Saturday, Jan. 30, 8-9:45 p.m. EST (Cinemax) "Stand and Deliver" (1988). Quietly affecting movie about an extraordinary real-life math teacher (Edward James Olmos) in an East Los Angeles high school who transforms a rowdy class of Hispanics into calculus whiz kids. When test administrators question his students' high grades, the teacher fights back with charges of discrimination. Inspiring story, fine acting by the leads and deft direction by Ramon Menendez. Some profanity in a realistic context. The Catholic News Service classification of the theatrical version was A-II — adults and adolescents. The Motion Picture Association rating was PG — parental guidance suggested. Some material may not be suitable for children.

Saturday, Jan. 30, 8-10:05 p.m. EST (HBO) "The Mummy" (1999). Spirited horror adventure set in 1920s Egypt where a treasure hunting Yank (Brendan Fraser) and an archaeological librarian (Rachel Weisz) inadvertently revive a 3,000-year-old mummy (Arnold Vosloo) whose evil powers of destruction seemingly know no bounds. Writer-director Stephen Sommers stuffs the lavishly shot action movie with spooky special effects and a comical tone that generally adds up to rousing, old-fashioned entertainment. Recurring stylized violence, and fleeting partial nudity. The Catholic News Service classification of the theatrical version was A-III — adults. The Motion Picture Association rating was PG-13 — parents strongly cautioned. Some material may be inappropriate for children under 13. (Followed by the sequel "The Mummy Returns" (2001) 10:05 p.m.-12:15 a.m. EST)

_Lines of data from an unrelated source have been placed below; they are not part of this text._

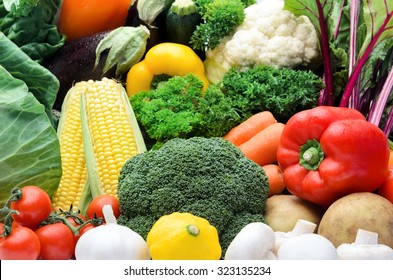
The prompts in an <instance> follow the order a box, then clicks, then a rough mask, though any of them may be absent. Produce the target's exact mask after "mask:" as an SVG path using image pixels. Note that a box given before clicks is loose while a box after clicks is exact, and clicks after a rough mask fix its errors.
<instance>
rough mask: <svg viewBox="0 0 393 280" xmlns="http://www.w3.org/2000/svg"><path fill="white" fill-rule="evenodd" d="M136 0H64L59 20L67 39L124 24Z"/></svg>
mask: <svg viewBox="0 0 393 280" xmlns="http://www.w3.org/2000/svg"><path fill="white" fill-rule="evenodd" d="M133 2H134V0H111V1H107V0H64V1H63V5H62V7H61V10H60V17H59V21H58V28H59V31H60V32H61V33H63V34H65V35H66V36H67V40H68V41H70V40H73V39H77V38H80V37H83V36H88V35H92V34H94V33H97V32H101V31H106V30H112V29H115V28H117V27H120V26H123V25H124V24H125V22H126V19H127V15H128V9H129V8H130V6H131V4H132V3H133Z"/></svg>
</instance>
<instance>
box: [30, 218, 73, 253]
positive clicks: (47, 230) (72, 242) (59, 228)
mask: <svg viewBox="0 0 393 280" xmlns="http://www.w3.org/2000/svg"><path fill="white" fill-rule="evenodd" d="M35 233H36V234H37V236H38V239H39V240H40V243H41V252H40V259H43V260H68V259H70V258H71V257H72V256H73V254H74V250H75V240H74V234H73V233H72V232H71V230H70V229H69V228H68V227H67V226H66V225H65V224H63V223H55V224H49V225H45V226H43V227H40V228H38V229H37V230H36V231H35Z"/></svg>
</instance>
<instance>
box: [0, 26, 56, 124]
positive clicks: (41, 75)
mask: <svg viewBox="0 0 393 280" xmlns="http://www.w3.org/2000/svg"><path fill="white" fill-rule="evenodd" d="M0 49H1V52H0V65H2V66H3V67H4V68H5V69H7V71H8V72H10V73H11V75H12V76H13V77H15V78H17V79H20V80H23V81H24V82H25V83H26V85H27V86H28V88H29V91H30V92H31V93H32V94H34V96H35V97H36V98H37V100H38V101H39V102H40V103H41V104H43V105H44V106H45V111H46V113H47V115H48V117H49V118H50V119H52V117H51V116H52V114H51V110H52V107H53V104H54V102H55V100H56V96H57V91H58V90H59V87H60V83H59V80H58V79H57V78H56V76H54V75H53V74H52V73H51V72H50V71H49V70H47V69H46V68H44V67H43V66H41V65H40V64H38V63H37V62H35V61H33V60H32V59H31V58H30V57H29V56H28V55H27V54H25V53H24V52H23V51H22V50H21V49H20V48H18V46H17V45H16V44H14V43H13V42H11V40H10V39H8V38H7V37H6V36H5V35H4V34H3V33H1V32H0Z"/></svg>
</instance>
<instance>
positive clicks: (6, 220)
mask: <svg viewBox="0 0 393 280" xmlns="http://www.w3.org/2000/svg"><path fill="white" fill-rule="evenodd" d="M21 198H22V190H21V189H20V188H18V187H16V188H13V189H12V190H11V195H10V197H9V198H8V200H7V201H6V202H5V204H4V206H3V207H2V208H0V216H5V217H4V231H3V232H2V233H1V234H0V236H2V237H6V236H9V235H11V232H12V222H13V221H14V218H12V215H18V214H19V212H18V211H16V210H13V209H11V208H10V205H11V202H13V201H17V200H19V199H21Z"/></svg>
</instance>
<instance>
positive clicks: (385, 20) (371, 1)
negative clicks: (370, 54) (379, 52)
mask: <svg viewBox="0 0 393 280" xmlns="http://www.w3.org/2000/svg"><path fill="white" fill-rule="evenodd" d="M363 2H364V3H363V14H364V22H365V24H366V26H367V36H366V38H365V40H364V43H363V46H362V48H361V50H360V53H359V56H361V55H362V54H363V53H364V51H365V50H366V48H367V47H368V45H369V44H370V42H371V41H372V40H373V38H374V37H377V41H376V43H375V45H377V44H378V43H379V42H381V41H382V40H384V39H386V38H391V37H393V1H381V0H366V1H363ZM381 31H382V33H380V35H379V36H377V34H378V32H381Z"/></svg>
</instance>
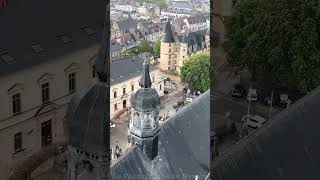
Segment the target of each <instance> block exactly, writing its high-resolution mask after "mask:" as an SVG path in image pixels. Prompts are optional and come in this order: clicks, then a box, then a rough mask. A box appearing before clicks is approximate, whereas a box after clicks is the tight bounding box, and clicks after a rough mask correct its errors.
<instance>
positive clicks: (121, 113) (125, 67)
mask: <svg viewBox="0 0 320 180" xmlns="http://www.w3.org/2000/svg"><path fill="white" fill-rule="evenodd" d="M143 61H144V60H143V59H142V58H140V57H136V58H133V59H123V60H119V61H114V62H113V63H111V64H110V85H111V87H110V93H111V94H110V118H111V119H113V118H117V117H119V116H120V115H122V114H123V113H126V112H127V111H128V110H129V109H130V107H131V104H130V99H131V95H132V94H133V93H134V92H135V91H136V90H138V89H139V83H140V76H141V72H142V67H143ZM150 78H151V81H152V87H153V88H154V89H155V90H156V91H157V92H158V94H159V96H163V95H164V81H163V79H162V78H161V76H160V70H159V69H158V68H157V67H156V66H155V65H150Z"/></svg>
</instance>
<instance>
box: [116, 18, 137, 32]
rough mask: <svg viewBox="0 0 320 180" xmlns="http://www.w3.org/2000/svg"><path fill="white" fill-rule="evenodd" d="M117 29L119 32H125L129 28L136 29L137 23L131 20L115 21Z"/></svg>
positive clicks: (125, 19)
mask: <svg viewBox="0 0 320 180" xmlns="http://www.w3.org/2000/svg"><path fill="white" fill-rule="evenodd" d="M117 24H118V27H119V29H120V30H126V29H129V28H136V27H137V22H136V21H135V20H133V19H132V18H127V19H124V20H120V21H117Z"/></svg>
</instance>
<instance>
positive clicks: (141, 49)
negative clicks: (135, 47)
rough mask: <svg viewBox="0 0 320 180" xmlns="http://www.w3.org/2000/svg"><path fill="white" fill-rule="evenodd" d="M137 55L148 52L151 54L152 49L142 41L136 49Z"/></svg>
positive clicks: (151, 47) (150, 47)
mask: <svg viewBox="0 0 320 180" xmlns="http://www.w3.org/2000/svg"><path fill="white" fill-rule="evenodd" d="M137 49H138V53H144V52H149V53H152V47H151V46H150V45H149V44H148V42H147V41H146V40H142V41H141V42H140V44H139V46H138V47H137Z"/></svg>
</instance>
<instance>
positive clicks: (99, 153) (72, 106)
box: [66, 83, 110, 158]
mask: <svg viewBox="0 0 320 180" xmlns="http://www.w3.org/2000/svg"><path fill="white" fill-rule="evenodd" d="M66 117H67V132H68V137H69V145H71V146H73V147H75V148H79V149H81V150H85V152H88V153H93V154H95V155H98V156H100V157H102V156H105V155H106V154H107V152H108V151H109V148H108V147H109V139H108V138H109V134H107V133H108V132H110V130H109V128H110V126H109V123H108V122H107V119H109V97H108V93H107V86H106V85H104V84H102V83H96V84H94V85H93V86H92V87H91V88H90V89H89V90H88V91H87V92H84V93H83V92H82V93H81V92H79V93H78V94H76V95H75V96H74V97H73V98H72V100H71V103H70V105H69V107H68V110H67V116H66ZM106 137H108V138H106ZM108 158H109V157H108Z"/></svg>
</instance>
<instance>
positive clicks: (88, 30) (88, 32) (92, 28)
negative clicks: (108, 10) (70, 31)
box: [81, 26, 96, 35]
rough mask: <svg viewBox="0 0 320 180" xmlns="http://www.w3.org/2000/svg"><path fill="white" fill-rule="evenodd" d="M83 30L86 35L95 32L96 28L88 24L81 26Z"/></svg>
mask: <svg viewBox="0 0 320 180" xmlns="http://www.w3.org/2000/svg"><path fill="white" fill-rule="evenodd" d="M81 29H82V30H83V31H84V32H86V33H87V34H88V35H92V34H95V33H96V30H95V29H93V28H92V27H90V26H84V27H82V28H81Z"/></svg>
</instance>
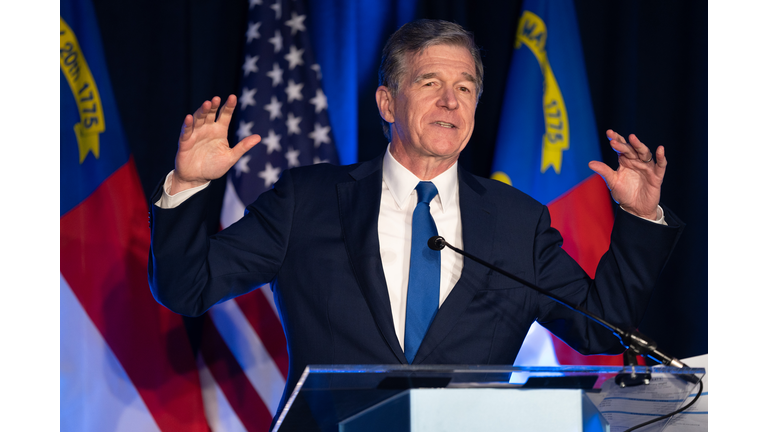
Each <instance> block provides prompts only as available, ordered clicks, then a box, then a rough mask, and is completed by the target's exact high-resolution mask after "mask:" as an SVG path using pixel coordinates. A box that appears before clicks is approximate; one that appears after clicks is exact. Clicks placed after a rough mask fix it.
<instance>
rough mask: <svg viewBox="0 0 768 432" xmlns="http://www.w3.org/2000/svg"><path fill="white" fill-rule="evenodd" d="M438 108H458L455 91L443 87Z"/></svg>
mask: <svg viewBox="0 0 768 432" xmlns="http://www.w3.org/2000/svg"><path fill="white" fill-rule="evenodd" d="M438 106H441V107H445V108H448V109H449V110H454V109H456V108H458V107H459V101H458V99H456V90H454V89H453V88H451V87H444V88H443V92H442V94H441V95H440V100H439V101H438Z"/></svg>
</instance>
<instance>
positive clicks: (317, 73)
mask: <svg viewBox="0 0 768 432" xmlns="http://www.w3.org/2000/svg"><path fill="white" fill-rule="evenodd" d="M309 68H310V69H312V70H313V71H315V72H316V73H317V80H318V81H320V80H321V79H323V73H322V72H320V65H319V64H317V63H315V64H313V65H312V66H310V67H309Z"/></svg>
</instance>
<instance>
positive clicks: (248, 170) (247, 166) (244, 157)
mask: <svg viewBox="0 0 768 432" xmlns="http://www.w3.org/2000/svg"><path fill="white" fill-rule="evenodd" d="M250 160H251V155H243V157H241V158H240V160H239V161H237V163H236V164H235V175H236V176H237V177H240V174H242V173H246V174H248V173H249V172H251V169H250V168H248V162H250Z"/></svg>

Saturday, Jan. 30, 9-11 p.m. EST (Showtime) "Burden" (2020). Uplifting fact-based conversion story in which a veteran Ku Klux Klan member (Garrett Hedlund) falls for a more enlightened single mother (Andrea Riseborough) who eventually demands that he choose between his racist pals and his relationship with her. As he struggles with the consequences of renouncing his allegiance to the local Klan leader (Tom Wilkinson), whom he has long regarded as a father figure, he comes under the healing influence of an African American minister (Forest Whitaker). Writer-director Andrew Heckler’s drama is rich in such Gospel values as repentance, forgiveness, hope and the rejection of violence. Though strictly for grownups who can tolerate foul dialogue, including nasty epithets, it’s ultimately an inspiring reminder of the power of longsuffering, courageous charitable love. Scenes of stylized violence, including beatings, cohabitation, a scatological incident, about a half-dozen profanities, a couple of milder oaths, constant rough and much crude and crass language. The Catholic News Service classification of the theatrical version was A-III — adults. The Motion Picture Association rating was R — restricted. Under 17 requires accompanying parent or adult guardian.